In 1959, the El Zagel Shrine moved out of the building and the decreased activity contributed to the decline in the maintenance of the building. Then, in 1968, the building masonic bodies sold the building to the Fargo Parking Authority. Maj. Fleming, was disinterred and reinterred in Sunset Gardens in south Fargo.

==Formation==
On June 12, 1889, 20 of the 26 lodges from northern Dakota were present at the 15th annual session of the Grand Lodge of Dakota They were: Shiloh No. 8, Pembina No. 10, Cassleton No. 12, Acacia No. 15, Bismarck No. 16, Jamestown No. 19, Valley City No. 21, Cereal No. 29, Hillsboro No. 32, Crescent No. 36, Cheyenne Valley No. 41, Ellendale No. 49, Sanborn No. 51, Mackey No. 63, Hiram No. 74, Minnewaukan No. 75, Tongue River No. 78, Bathgate No. 80, Euclid No. 84, and Golden Valley No. 90.

In their convention held during Grand Lodge, these lodges met and "Resolved, That this convention deem it expedient, and for the good of Masonry, that a Grand Lodge be organized for North Dakota." They adopted a constitution and code of by-laws, elected officers, and then adjourned until 9:00 a.m. the following day, at which time the officers of the Grand Lodge of North Dakota were installed by the officers of the Grand Lodge of Dakota. Installation of the North Dakota officers was apparently the last item of business on the agenda when the Grand Lodge of Dakota - which lived on as the Grand Lodge of South Dakota - closed for the last time.

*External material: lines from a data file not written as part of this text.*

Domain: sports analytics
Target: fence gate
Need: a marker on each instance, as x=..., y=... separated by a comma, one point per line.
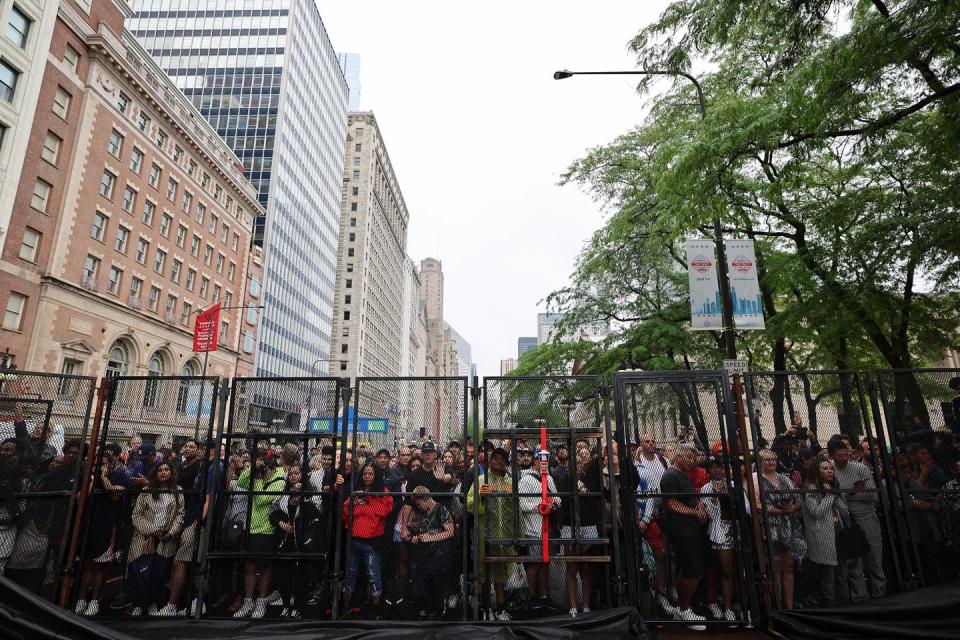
x=119, y=566
x=547, y=532
x=43, y=424
x=669, y=552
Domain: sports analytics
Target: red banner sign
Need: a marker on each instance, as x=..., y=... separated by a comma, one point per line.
x=206, y=329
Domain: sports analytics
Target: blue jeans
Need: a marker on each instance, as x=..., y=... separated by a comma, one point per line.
x=363, y=551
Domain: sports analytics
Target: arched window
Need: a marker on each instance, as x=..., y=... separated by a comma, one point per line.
x=184, y=399
x=151, y=392
x=118, y=360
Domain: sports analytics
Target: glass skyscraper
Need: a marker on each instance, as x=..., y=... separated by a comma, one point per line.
x=266, y=76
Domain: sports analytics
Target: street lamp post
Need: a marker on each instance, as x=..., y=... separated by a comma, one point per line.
x=730, y=339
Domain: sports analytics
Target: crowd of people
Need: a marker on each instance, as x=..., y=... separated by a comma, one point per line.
x=275, y=510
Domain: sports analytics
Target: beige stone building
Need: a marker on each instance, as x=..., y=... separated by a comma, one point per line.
x=130, y=216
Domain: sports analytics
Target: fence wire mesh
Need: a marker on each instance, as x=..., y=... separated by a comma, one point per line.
x=43, y=427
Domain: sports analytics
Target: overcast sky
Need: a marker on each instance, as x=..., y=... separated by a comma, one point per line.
x=479, y=133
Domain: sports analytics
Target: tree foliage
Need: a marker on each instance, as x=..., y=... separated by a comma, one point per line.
x=830, y=138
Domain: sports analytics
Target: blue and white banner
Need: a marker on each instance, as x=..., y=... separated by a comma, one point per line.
x=706, y=313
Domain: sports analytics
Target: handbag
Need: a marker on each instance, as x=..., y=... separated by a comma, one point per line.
x=851, y=540
x=30, y=548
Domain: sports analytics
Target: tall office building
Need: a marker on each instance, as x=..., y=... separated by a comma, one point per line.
x=265, y=75
x=350, y=63
x=369, y=306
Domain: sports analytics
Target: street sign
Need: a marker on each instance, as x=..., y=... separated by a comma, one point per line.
x=736, y=367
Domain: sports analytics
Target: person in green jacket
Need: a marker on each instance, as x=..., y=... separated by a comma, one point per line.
x=495, y=520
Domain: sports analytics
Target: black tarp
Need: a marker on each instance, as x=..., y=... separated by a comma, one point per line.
x=24, y=616
x=932, y=613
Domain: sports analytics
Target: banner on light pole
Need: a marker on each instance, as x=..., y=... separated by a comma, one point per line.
x=744, y=285
x=706, y=312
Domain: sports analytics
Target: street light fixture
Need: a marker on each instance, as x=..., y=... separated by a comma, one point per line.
x=730, y=339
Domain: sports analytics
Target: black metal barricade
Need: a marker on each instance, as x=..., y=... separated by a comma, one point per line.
x=919, y=410
x=547, y=534
x=44, y=420
x=404, y=537
x=141, y=533
x=688, y=548
x=273, y=527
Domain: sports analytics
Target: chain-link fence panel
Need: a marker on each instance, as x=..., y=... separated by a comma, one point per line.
x=688, y=542
x=44, y=421
x=273, y=529
x=405, y=535
x=920, y=413
x=542, y=504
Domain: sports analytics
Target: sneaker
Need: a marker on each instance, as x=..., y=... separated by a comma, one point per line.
x=665, y=604
x=169, y=610
x=245, y=610
x=687, y=615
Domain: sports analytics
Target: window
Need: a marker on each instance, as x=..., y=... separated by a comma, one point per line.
x=30, y=244
x=99, y=226
x=61, y=102
x=129, y=199
x=71, y=58
x=136, y=160
x=165, y=223
x=115, y=145
x=113, y=280
x=51, y=148
x=154, y=298
x=148, y=210
x=8, y=81
x=159, y=261
x=91, y=267
x=143, y=248
x=107, y=181
x=123, y=238
x=18, y=28
x=136, y=285
x=13, y=316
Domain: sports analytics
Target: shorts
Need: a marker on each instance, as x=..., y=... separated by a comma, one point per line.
x=689, y=553
x=188, y=544
x=654, y=536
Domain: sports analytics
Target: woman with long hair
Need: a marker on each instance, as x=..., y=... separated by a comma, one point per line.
x=157, y=519
x=366, y=517
x=824, y=511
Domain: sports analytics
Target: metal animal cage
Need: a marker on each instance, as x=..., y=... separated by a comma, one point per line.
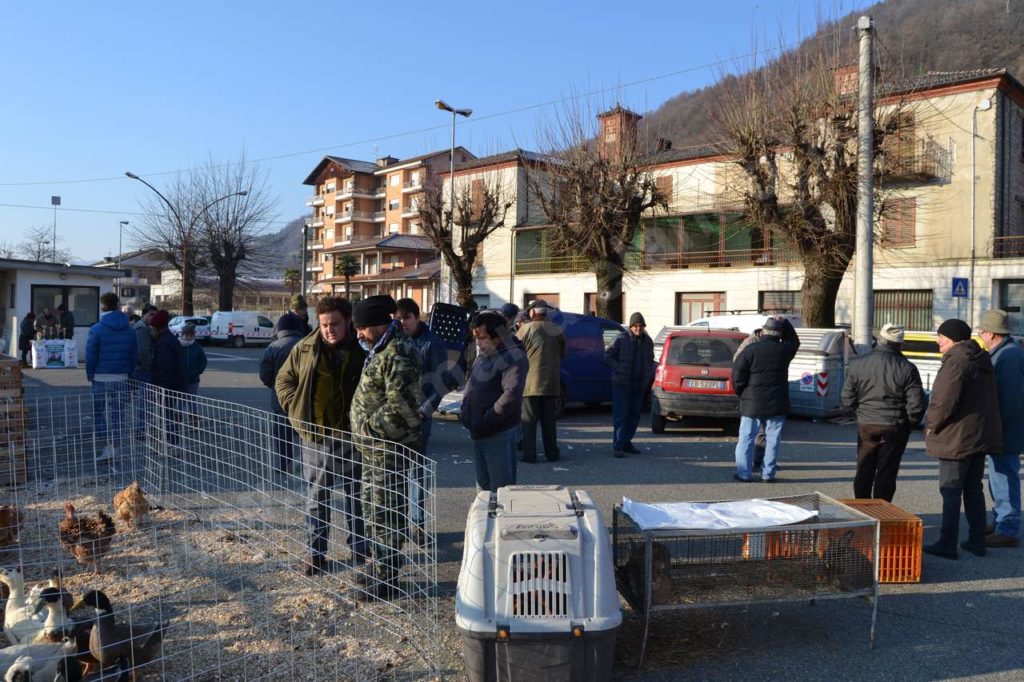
x=217, y=560
x=833, y=555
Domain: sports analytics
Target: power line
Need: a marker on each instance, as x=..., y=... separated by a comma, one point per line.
x=418, y=131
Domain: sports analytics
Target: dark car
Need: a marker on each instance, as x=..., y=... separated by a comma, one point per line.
x=694, y=378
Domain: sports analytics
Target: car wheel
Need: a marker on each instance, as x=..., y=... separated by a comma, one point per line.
x=656, y=423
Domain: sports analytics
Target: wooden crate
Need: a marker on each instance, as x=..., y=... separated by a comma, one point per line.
x=12, y=451
x=900, y=544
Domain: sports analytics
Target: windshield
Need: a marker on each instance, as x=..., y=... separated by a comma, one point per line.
x=708, y=351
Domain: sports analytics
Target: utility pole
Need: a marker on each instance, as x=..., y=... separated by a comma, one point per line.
x=863, y=308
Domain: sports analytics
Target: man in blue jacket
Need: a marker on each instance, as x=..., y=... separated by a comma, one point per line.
x=492, y=403
x=1005, y=468
x=434, y=380
x=110, y=356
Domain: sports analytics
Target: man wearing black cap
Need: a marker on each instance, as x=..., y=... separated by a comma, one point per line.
x=314, y=387
x=386, y=407
x=962, y=426
x=631, y=357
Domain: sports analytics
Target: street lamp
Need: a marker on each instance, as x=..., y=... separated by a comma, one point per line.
x=983, y=105
x=185, y=304
x=465, y=113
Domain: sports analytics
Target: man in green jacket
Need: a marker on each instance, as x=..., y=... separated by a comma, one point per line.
x=314, y=387
x=387, y=426
x=545, y=345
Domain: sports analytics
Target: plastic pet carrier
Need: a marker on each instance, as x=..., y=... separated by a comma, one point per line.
x=537, y=594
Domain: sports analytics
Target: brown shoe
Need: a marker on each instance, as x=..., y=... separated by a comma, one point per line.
x=997, y=540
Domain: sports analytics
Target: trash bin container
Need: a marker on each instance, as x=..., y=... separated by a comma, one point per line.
x=537, y=593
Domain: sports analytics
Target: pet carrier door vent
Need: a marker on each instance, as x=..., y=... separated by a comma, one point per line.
x=539, y=585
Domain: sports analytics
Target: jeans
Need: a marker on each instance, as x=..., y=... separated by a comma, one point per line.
x=626, y=403
x=109, y=400
x=880, y=451
x=493, y=457
x=322, y=465
x=1005, y=486
x=962, y=479
x=539, y=409
x=418, y=482
x=749, y=427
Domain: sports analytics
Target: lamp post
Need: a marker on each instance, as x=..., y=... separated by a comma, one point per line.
x=982, y=105
x=185, y=233
x=465, y=113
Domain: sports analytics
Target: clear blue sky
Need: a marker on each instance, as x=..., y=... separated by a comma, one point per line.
x=91, y=89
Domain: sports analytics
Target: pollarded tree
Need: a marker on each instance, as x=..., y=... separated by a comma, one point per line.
x=596, y=195
x=480, y=208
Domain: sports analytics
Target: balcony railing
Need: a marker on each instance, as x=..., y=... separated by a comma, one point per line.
x=1008, y=247
x=922, y=161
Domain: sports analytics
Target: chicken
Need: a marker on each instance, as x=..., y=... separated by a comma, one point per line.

Fargo Masonic Temple, ca. 1920

At noon on June 13, 1889, an hour which has symbolic importance in masonic ritual, the Grand Lodge of North Dakota met at the hall of Resurgam Lodge No. 31 in Mitchell, South Dakota, and was opened, for the first time, in ample form.

==Prince Hall recognition==
Prince Hall Masonry in North Dakota falls under the jurisdiction of the Most Worshipful Grand Lodge of Minnesota, Inc., with whom intervisitation was approved in 1991, and then expanded in 1998. The Grand Lodge of North Dakota recognizes several other Prince Hall grand lodges as well.